If you want quick, easy-care color in your flower or container garden, plant caladiums. The plants don’t produce flowers, but their leaves are attention-getters. Shaped like hearts or arrowheads, the large leaves come in a variety of vibrant colors that range from blood red to translucent white. Caladiums are the smaller and more colorful cousin of the tropical elephant ear plant, both of which originated in South America and thrive in warm weather.
Caladiums do their best in shady locations that receive filtered sunlight, but some new varieties will thrive when planted in locations that hit them with direct sunlight for part of the day.
Loose, well-draining soil is where caladiums like to put their feet. Add enough organic matter, like chopped leaves, to outdoor soil to make a 50/50 mix of soil and organic matter before planting caladiums in-ground. When planting in a container, mix potting soil with a organic matter for a 75/25 mix. Mix in a little slow-release fertilize to the soil before planting.
Caladiums can be purchased already growing in pots or as tubers (these are usually called bulbs, but are actually tubers). Set plants in larger containers or plant in-ground at the same soil level in which they were growing in the purchased pot.

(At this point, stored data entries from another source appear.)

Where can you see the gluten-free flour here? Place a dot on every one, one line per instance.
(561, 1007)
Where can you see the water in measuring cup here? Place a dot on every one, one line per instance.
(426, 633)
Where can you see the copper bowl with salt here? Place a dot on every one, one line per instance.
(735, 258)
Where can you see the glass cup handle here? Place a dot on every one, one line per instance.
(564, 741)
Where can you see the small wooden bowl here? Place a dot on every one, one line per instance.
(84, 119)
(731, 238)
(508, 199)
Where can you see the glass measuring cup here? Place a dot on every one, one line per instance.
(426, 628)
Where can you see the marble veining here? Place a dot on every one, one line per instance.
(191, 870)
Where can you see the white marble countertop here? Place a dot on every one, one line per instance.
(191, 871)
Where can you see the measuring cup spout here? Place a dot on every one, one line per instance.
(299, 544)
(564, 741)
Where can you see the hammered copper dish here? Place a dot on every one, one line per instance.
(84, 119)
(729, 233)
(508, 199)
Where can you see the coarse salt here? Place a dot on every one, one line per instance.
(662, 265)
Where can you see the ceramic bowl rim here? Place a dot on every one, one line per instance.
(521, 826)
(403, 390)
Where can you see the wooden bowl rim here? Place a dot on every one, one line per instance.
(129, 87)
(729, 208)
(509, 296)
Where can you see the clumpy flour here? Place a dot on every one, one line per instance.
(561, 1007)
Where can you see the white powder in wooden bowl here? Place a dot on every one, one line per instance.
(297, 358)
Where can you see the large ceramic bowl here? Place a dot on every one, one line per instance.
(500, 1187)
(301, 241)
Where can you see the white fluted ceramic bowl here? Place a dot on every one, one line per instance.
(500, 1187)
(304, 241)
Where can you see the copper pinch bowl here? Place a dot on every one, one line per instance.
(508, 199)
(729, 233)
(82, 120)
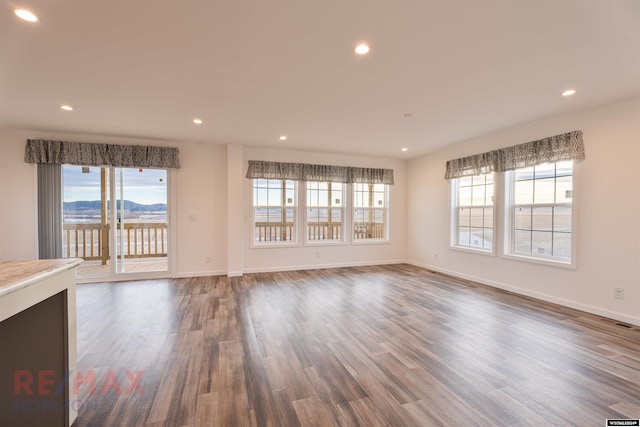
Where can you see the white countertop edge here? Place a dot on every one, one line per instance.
(33, 278)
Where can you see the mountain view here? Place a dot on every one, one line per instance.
(88, 211)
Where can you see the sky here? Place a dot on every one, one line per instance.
(146, 187)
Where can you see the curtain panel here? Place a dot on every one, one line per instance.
(566, 146)
(49, 211)
(259, 169)
(92, 154)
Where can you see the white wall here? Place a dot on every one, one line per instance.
(200, 186)
(209, 187)
(607, 200)
(301, 256)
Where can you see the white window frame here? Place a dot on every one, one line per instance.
(296, 218)
(509, 223)
(343, 223)
(386, 208)
(454, 217)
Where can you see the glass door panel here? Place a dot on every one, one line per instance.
(85, 230)
(141, 233)
(133, 199)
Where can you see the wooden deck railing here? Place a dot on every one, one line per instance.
(91, 241)
(319, 231)
(316, 231)
(366, 230)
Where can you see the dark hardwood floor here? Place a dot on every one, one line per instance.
(370, 346)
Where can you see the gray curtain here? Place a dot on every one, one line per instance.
(91, 154)
(259, 169)
(566, 146)
(49, 211)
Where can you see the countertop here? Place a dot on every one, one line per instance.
(15, 275)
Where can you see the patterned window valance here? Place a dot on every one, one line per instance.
(567, 146)
(306, 172)
(91, 154)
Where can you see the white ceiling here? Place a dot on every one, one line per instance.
(255, 70)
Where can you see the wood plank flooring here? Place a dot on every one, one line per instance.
(368, 346)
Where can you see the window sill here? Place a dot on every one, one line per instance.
(473, 250)
(274, 245)
(370, 242)
(325, 243)
(541, 261)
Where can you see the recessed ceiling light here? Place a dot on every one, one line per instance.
(362, 49)
(26, 15)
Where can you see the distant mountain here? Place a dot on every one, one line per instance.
(94, 205)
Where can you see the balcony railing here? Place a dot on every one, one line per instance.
(316, 231)
(91, 241)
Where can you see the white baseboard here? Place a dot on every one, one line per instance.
(187, 274)
(321, 266)
(235, 274)
(544, 297)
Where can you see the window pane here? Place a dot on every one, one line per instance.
(564, 168)
(522, 242)
(477, 217)
(313, 215)
(289, 214)
(336, 215)
(478, 180)
(465, 196)
(463, 236)
(543, 219)
(524, 173)
(523, 192)
(551, 226)
(465, 181)
(489, 178)
(541, 242)
(562, 245)
(523, 218)
(323, 198)
(290, 197)
(378, 199)
(464, 218)
(545, 170)
(378, 216)
(274, 197)
(545, 190)
(476, 237)
(488, 238)
(477, 195)
(564, 187)
(562, 219)
(274, 215)
(489, 199)
(488, 217)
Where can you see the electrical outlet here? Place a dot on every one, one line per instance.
(618, 293)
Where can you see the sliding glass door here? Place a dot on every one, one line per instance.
(116, 219)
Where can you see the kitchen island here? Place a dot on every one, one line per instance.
(38, 357)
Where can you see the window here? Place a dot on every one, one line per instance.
(370, 211)
(540, 211)
(274, 211)
(325, 212)
(472, 216)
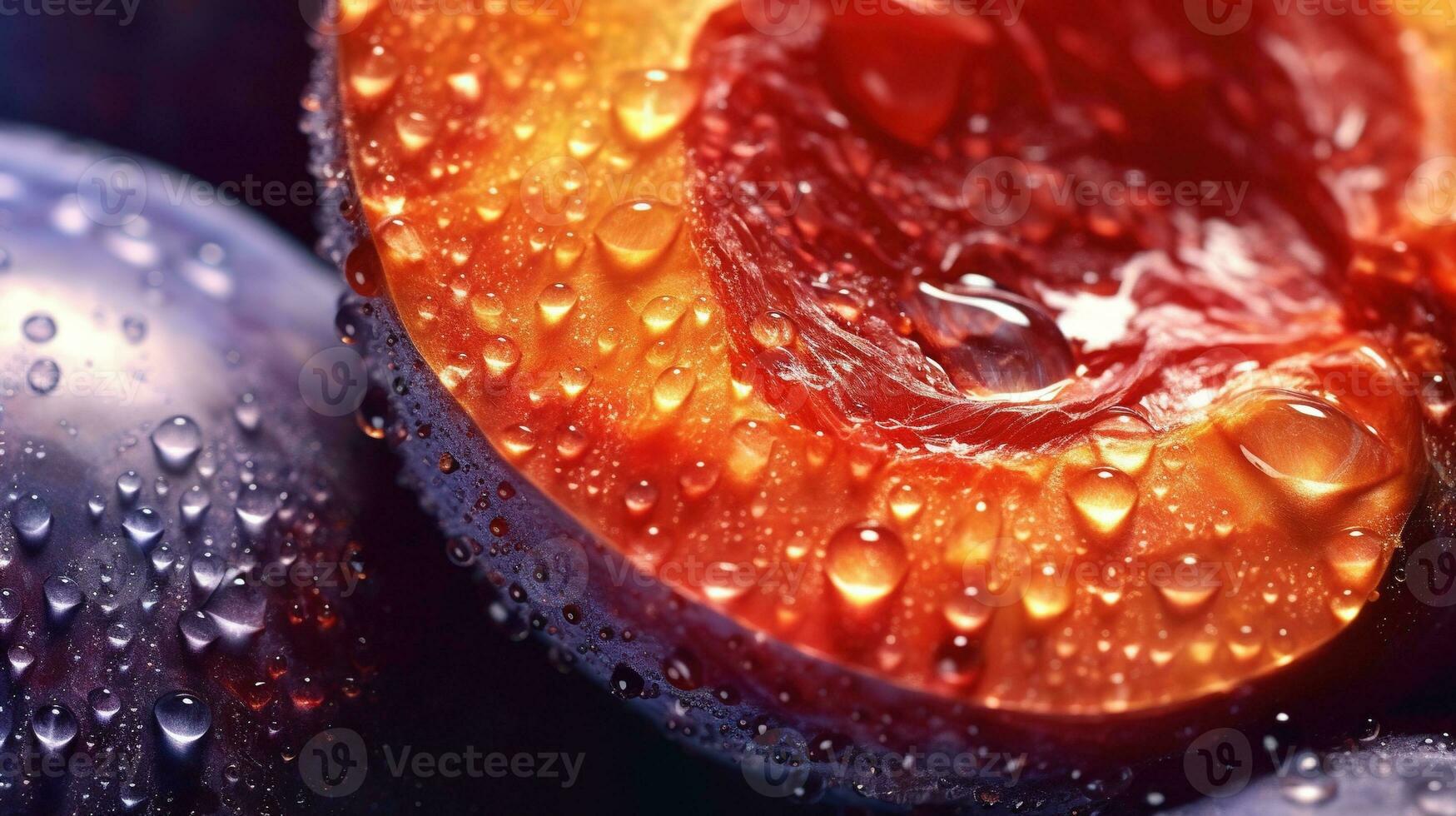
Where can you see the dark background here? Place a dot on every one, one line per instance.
(211, 87)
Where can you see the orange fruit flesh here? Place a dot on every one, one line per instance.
(529, 187)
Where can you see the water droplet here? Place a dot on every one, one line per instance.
(128, 487)
(63, 596)
(555, 302)
(143, 526)
(198, 631)
(239, 610)
(906, 501)
(255, 509)
(182, 717)
(1354, 555)
(989, 343)
(1306, 790)
(1104, 497)
(673, 388)
(683, 670)
(415, 130)
(44, 376)
(651, 104)
(698, 480)
(626, 682)
(178, 440)
(753, 445)
(134, 328)
(375, 75)
(773, 330)
(38, 328)
(104, 704)
(958, 660)
(32, 520)
(1125, 442)
(865, 561)
(638, 232)
(118, 635)
(663, 314)
(639, 499)
(1306, 446)
(1190, 586)
(54, 728)
(966, 614)
(501, 357)
(194, 505)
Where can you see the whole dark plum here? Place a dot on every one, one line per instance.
(180, 580)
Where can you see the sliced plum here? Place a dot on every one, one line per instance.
(1073, 366)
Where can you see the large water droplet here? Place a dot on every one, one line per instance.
(143, 526)
(194, 505)
(38, 328)
(104, 704)
(991, 343)
(44, 376)
(1306, 446)
(237, 610)
(865, 561)
(198, 631)
(1104, 497)
(178, 440)
(54, 728)
(128, 487)
(184, 717)
(63, 598)
(651, 104)
(32, 520)
(638, 232)
(255, 509)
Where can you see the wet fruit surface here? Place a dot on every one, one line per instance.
(180, 579)
(820, 340)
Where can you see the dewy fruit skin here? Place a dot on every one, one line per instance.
(181, 588)
(905, 455)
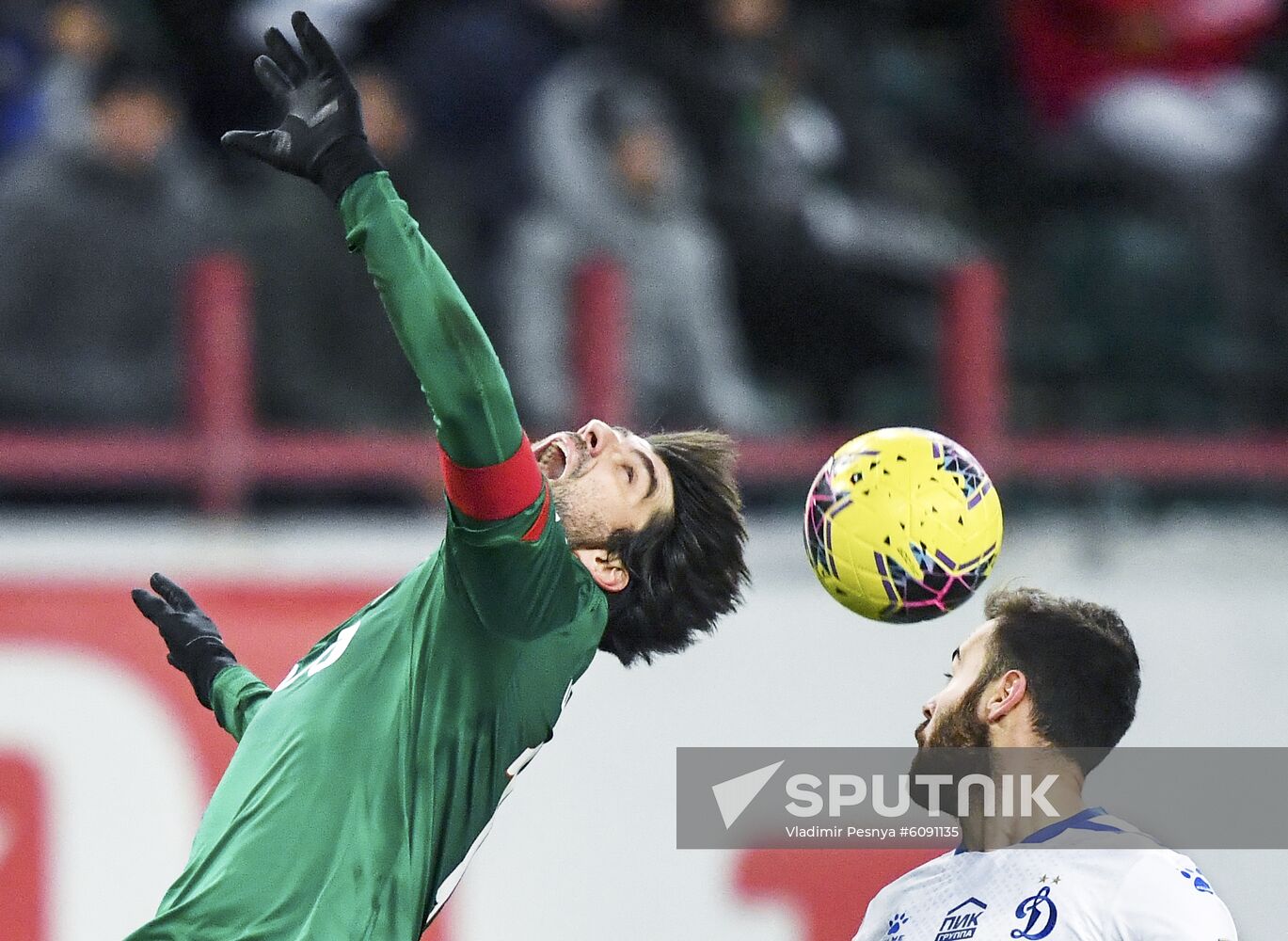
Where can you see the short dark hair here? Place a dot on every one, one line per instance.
(1079, 662)
(128, 73)
(687, 567)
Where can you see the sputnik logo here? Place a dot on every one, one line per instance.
(735, 795)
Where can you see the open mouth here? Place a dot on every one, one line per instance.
(552, 456)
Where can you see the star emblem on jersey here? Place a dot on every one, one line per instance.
(961, 922)
(1197, 879)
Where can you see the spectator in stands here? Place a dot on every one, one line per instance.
(470, 72)
(93, 247)
(1161, 83)
(831, 223)
(20, 63)
(322, 359)
(613, 181)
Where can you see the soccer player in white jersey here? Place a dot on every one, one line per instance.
(1043, 672)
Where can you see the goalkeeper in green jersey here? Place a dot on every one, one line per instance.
(362, 783)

Plant tubers one inch deep with pointy side up. Space them about 8-12 inches apart, depending on their mature size.
Food and Water
In addition to the slow release granulated fertilizer you mixed into the planting soil, feed caladiums a dose of water soluble fertilize mixed at one-half the recommended rate every week.
Caladiums hate dry soil, so water regularly and keep the soil moist at all times. Add a layer of mulch to help retain soil moisture and keep soil cool.
Only in zone 10, which is the very tip of Florida along the Miami coastline, can caladiums be over-wintered in the outdoor soil in which they grow. In all other zones the tubers must be dug up, dried and stored to survive the winter.
Wait until early fall and dig up the tubers. Remove any remaining leaves and roots. Place tubers on a newspaper in a dry, shady location for a few days so they can dry out. When dry, place the tubers in a container of peat moss and store them in a location that remains between 50-60 degrees all winter. Replant the caladium tubers when the soil warms up in spring.